Why it works: the bias-variance story
A model's expected error decomposes into three pieces:
$$ \mathbb{E}[(y - \hat{f}(x))^2] = \underbrace{(\mathbb{E}[\hat{f}] - f)^2}{\text{bias}^2} + \underbrace{\operatorname{Var}(\hat{f})}{\text{variance}} + \sigma_{\text{noise}}^2 $$
A deep decision tree has low bias (it can fit anything) but ruinous variance. The forest leaves the bias alone, each tree is still deep and expressive, and slashes variance by averaging decorrelated predictors. That is the trade you're making.
A beautiful consequence: adding more trees does not cause overfitting. The ensemble error converges to a floor set by $\rho \sigma^2 + \sigma_{\text{noise}}^2$. Pick T by compute budget and sleep well.
The pragmatic bits
A few things that fall out of the structure for free:
- Out-of-bag (OOB) error. On each bootstrap sample, roughly a third of the data is left out. Use those left-out points as a built-in validation set. No cross-validation needed.
- Feature importance. Average the impurity decrease each feature creates across all splits, across all trees. Cheap, coarse, useful.

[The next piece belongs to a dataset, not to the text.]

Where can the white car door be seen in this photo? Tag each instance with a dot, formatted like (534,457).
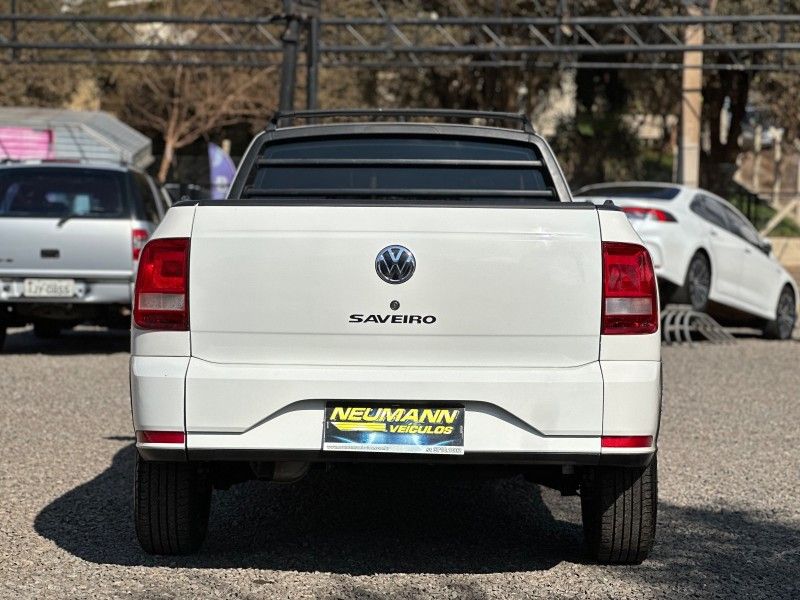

- Parallelism. Trees don't talk to each other. Train them on separate cores, machines, or planets.
Where it stops being the right tool
Random forests are boringly reliable on tabular data with a few thousand to a few million rows. They stop being the right tool when:
- You need a monotonic extrapolation. Trees can't extrapolate. A forest trained on
x ∈ [0, 10]will be flat past 10. For time series with a trend, or physics where you know a bound, this is a trap. - Features are high-dimensional and sparse. Text, images, raw audio. Trees hunt for axis-aligned cuts; neural nets learn the axes. Use the right tool.
- Inference latency matters and you have millions of trees. Gradient boosting +
treelitecompiles to tight C++. Plain RF inference is fine for batch, rough for sub-ms paths. - You need calibrated probabilities. Forest vote fractions are biased toward the middle. Post-hoc calibration (isotonic, Platt) fixes it, but you have to do it.
The practitioner's version
For most tabular problems you'll reach for a gradient-boosted cousin, XGBoost, LightGBM, CatBoost. Same family, different variance-bias knob: GBMs build trees sequentially, each correcting the last, trading some of the forest's robustness for accuracy.
But start with a random forest. 500 trees, default depth, a reasonable max_features. If it already works, and it usually does, ship it, and spend the afternoon on something harder.